Friday, June 10, 2016

Paradox - Pangea (2016)

If you had asked me back in the late 80s if I thought I'd still be listening to Paradox in the future, my younger self would have answered with a hopeful but resounding 'probably not'. And yet it's 2016, the Germans are on the most productive tear of their career since they launched Electrify in 2008, and now have delivered yet another exemplary example of how brainy, agile, energetic power thrash is alive and well in an era which has already grown sour on those younger acts who wish to recycle some particular era and sound and do it little more than a hollow tribute. Pangea is filled to the brim with melodic, intricate rhythm guitar weavings which mirror all the finesse of that more technical Teutonic tier which followed in the footsteps of Destruction and Kreator with a little less of the raw savagery of those bands' in their infancy, but lacking none of the intensity.
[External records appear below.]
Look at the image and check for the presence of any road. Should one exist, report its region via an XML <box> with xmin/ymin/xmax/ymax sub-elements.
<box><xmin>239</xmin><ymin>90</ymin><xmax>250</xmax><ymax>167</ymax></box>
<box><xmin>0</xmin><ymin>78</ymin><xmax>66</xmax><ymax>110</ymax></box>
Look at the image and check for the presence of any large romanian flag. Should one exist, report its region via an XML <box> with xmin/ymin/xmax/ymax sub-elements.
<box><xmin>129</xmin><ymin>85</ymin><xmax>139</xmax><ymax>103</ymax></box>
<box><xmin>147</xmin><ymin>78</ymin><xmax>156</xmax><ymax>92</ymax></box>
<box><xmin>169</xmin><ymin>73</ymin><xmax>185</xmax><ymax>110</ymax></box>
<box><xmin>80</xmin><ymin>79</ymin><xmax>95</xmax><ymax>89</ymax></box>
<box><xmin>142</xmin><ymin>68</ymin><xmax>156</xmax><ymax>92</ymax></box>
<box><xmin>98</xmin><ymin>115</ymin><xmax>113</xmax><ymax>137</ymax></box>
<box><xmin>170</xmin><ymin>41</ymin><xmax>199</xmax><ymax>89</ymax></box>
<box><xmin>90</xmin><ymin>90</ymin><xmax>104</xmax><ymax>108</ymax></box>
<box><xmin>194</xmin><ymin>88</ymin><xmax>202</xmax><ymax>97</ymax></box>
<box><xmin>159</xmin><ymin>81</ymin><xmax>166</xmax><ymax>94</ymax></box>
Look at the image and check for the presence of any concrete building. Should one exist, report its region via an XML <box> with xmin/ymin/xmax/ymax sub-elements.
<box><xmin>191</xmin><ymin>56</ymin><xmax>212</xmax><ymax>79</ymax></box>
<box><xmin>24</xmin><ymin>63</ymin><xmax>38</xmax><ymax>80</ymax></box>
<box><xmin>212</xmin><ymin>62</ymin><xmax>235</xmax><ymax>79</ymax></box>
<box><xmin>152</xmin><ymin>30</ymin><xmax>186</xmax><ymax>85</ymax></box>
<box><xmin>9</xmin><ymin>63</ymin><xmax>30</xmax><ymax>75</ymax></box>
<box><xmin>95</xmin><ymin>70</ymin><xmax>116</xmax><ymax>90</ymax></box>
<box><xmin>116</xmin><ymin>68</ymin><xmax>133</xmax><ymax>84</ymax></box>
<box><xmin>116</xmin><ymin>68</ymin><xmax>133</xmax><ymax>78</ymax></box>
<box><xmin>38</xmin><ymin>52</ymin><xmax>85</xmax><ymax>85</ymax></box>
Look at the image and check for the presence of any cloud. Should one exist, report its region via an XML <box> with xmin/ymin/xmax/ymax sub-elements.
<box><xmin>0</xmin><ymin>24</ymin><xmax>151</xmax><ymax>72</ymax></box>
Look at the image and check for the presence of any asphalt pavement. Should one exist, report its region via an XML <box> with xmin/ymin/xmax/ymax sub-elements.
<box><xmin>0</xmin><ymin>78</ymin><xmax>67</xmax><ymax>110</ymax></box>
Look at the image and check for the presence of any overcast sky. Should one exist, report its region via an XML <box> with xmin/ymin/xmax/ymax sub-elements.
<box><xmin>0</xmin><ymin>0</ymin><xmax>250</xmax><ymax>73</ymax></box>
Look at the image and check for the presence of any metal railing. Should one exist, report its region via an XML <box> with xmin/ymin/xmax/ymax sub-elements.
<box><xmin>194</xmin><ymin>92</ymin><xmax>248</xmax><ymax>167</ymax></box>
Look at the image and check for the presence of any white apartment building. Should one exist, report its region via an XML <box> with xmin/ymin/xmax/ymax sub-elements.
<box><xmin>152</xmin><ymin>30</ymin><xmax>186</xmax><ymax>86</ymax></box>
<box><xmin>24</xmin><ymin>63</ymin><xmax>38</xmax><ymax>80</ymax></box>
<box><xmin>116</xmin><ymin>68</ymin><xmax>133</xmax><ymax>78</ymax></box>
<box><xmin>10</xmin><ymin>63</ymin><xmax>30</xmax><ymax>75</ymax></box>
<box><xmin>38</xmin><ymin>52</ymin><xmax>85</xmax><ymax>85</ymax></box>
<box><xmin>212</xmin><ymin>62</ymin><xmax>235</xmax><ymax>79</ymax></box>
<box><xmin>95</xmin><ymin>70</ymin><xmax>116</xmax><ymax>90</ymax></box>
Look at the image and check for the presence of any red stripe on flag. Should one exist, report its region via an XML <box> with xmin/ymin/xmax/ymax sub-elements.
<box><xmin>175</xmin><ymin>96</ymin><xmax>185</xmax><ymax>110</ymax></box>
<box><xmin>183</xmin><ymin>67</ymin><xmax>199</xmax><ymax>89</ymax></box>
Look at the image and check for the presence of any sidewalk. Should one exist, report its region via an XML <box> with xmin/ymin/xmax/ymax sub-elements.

Much more akin to Deathrow, Mekong Delta, and Vendetta than Sodom, but where some of those bands languish in the reunion epoch, Paradox show almost no sign of aging or weariness.

Spry, well-developed thrash pieces with a little bit of that clinical depth and 'edge' that the band picked up for their sophomore Heresy in 1989 but have been meting out with modern, ironclad force throughout the last decade on killer discs like Electrify and Riot Squad. The busier riffing patterns on the album are redolent of Artillery's uplifting vortex of complex power/thrash, with cascades of atmospheric melodies affixed to the meatier undertone, thick and thrumming bass-lines and a drum performance which is just as electrifying as it needs to be, with forceful kicks driving the bottom end and balancing out against the higher pitched tonality which is the guitars' focus. Just a galloping, swollen arsenal of progressions that don't feel exhausted or mindlessly retrospect in nature, even where they tie back to the band's legacy of 27-30 years back. Leads that are carefully threaded over the rhythm guitars in the bridge, seemingly a lost art where many bands seek to smother the most boring patterns they can with wild frivolity. In listening through Pangea, I had a basic idea of where the songs would twist and turn, largely because I've got all their earlier records and listened to them often, but even despite that, it never otherwise felt predictable or lazy at any point here.

Charly Steinhauer still maintains that fragile, mid-to-high pitched voice which sounds more like he's recording desperate scientific research than barking at a crowd, and this has long been one of the factors which stood certain of these bands (Deathrow, too) against their more popular snarling and sneering countrymen. But that engaging level of tech power metal also thrives in their sound, a style not incomparable to Americans like Heathen and Forbidden which exhibits a parallel development from when all these bands were on the cusp of being the 'next' big thing, but fizzled out once the genre was subverted by groove metal, rapcore and grunge in the 90s. Consistent, ambitious, and yet varied enough to form one of those prehistoric concepts: the actual ALBUM worth of songs you might give a damn about. I won't claim that every single measure here is pure ear candy, many of them simply serve the whole as best they can, but there are no duds among this bunch and it's every big the equal of their prior benchmarks like Heresy and Electrify. Awesome. I've listened to this a dozen times already, front to back.